During the next three days some of those challenges were outlined—death, divorce, the empty nest before and after children, careers, education, living in the world without becoming part of it, dealing with the ideal, adjusting to return from a mission, and parenting with or without partners.
Max and Donna Clark, parents of eleven children, spoke about the great education that parenthood represents, while Sandra Covey shared some of the things she and her husband Stephen do to help their children feel excited about learning. A dinner-table centerpiece from another country can spark a vigorous discussion on that country. “Season tickets to plays and concerts in a university community are available at a fraction of Broadway prices,” she noted. Their children set their own goals a couple of times a year. She and her husband squeezed in a philosophy class together.
Emma Lou Thayne, a writer and mother of five, urged women to think “beyond children and calamity” in planning their own education. Education gives you other senses in addition to the usual five, she claimed, and enumerated a sense of history (“history is human weather”), a sense of humor (“we have to savor some silliness”), a sense of proportion, and a sense of immediacy.

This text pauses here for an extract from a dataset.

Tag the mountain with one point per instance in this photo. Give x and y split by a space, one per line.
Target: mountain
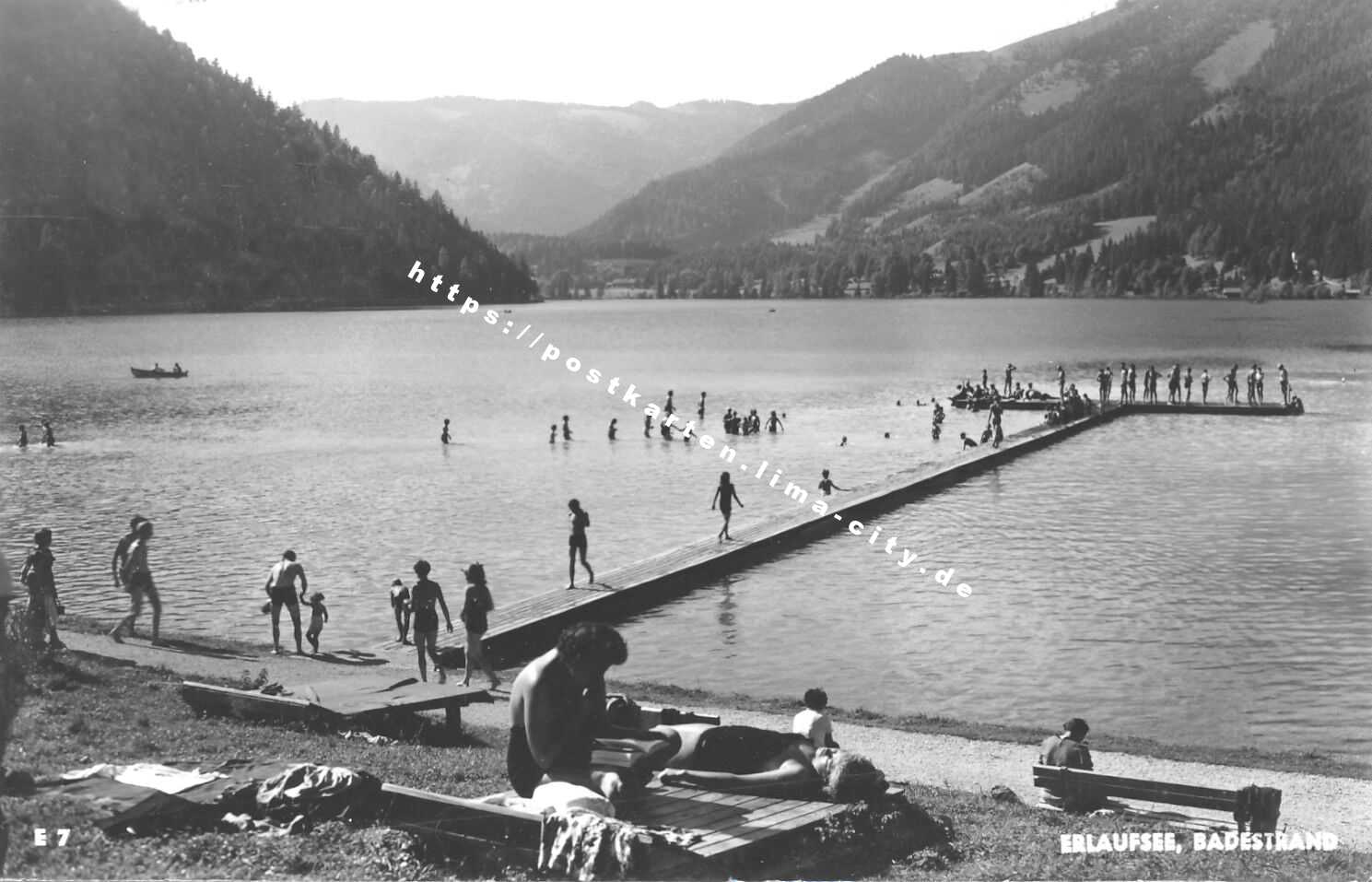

Grethe Ballif Peterson teamed with Leona Holbrook, professor emeritus of physical education at BYU, and David S. King, former congressman, ambassador, and Washington D.C. attorney, to discuss “LDS People: In the World.”
All three stressed the respect other people gave their values when they themselves took them seriously—values of family life, commitment, education, justice, and excellence.
Commenting on her family’s experience in the Church in New England, Sister Peterson said, “Our children were needed. My son was one of three priests, my daughter one of two Laurels, and they had marvelous experiences with their advisers. They were probably the only Mormons their friends had ever known. At an early age they had to know who they were and what they stood for. Of course, they shared many similarities with their friends; but the differences and similarities came together to give them a kind of self-confidence I didn’t have at their age.”
Mary Bishop, a young Relief Society president, addressed the problem of childlessness, the subject of a later panel as well. “Sometimes I used to feel picked on because I didn’t have a baby yet. But this experience has made me less critical of others, less apt to jump to conclusions using only myself as a standard.”
Belle S. Spafford, former general president of the Relief Society, commented on the “empty nest syndrome.”
Wallace F. Bennett, retired senator from Utah, quipped, “Our children didn’t leave us; we left them to go to Washington,” and termed “membership in the Church the finest resource of all.”
The careers seminar touched on the important role of volunteer service for community organizations, the kinds of stereotypes career women and homemakers sometimes have of each other, and some hard facts about “the real world of inflation and taxes.” For instance, pointed out Robert F. Bohn of BYU’s Family Resource Management Department, if current U.S. inflation rates continue, it will cost United States members $1,000 a month to support a missionary in the field in twenty years. Maren Mouritsen, BYU’s assistant dean of student life, noted that “Seventy-two percent of LDS women will be single at some point of their adult life—never-married, divorced, or widowed.”
A panel of six widows, widowers, and divorced women bore sometimes emotional testimonies about how the Holy Ghost and the loving support of friends and family give us power to survive wrenching grief, rejection, and loss of identity.
Summarizing some themes of the conference, Lowell L. Bennion, administrator of Salt Lake Community Services Council, pointed out, “Change is a good thing if it doesn’t undermine your stability. It can be synonymous with creativity. The way to cope with change is to find things that don’t change on which to anchor your life—intelligence, creativity, integrity, love and faith.”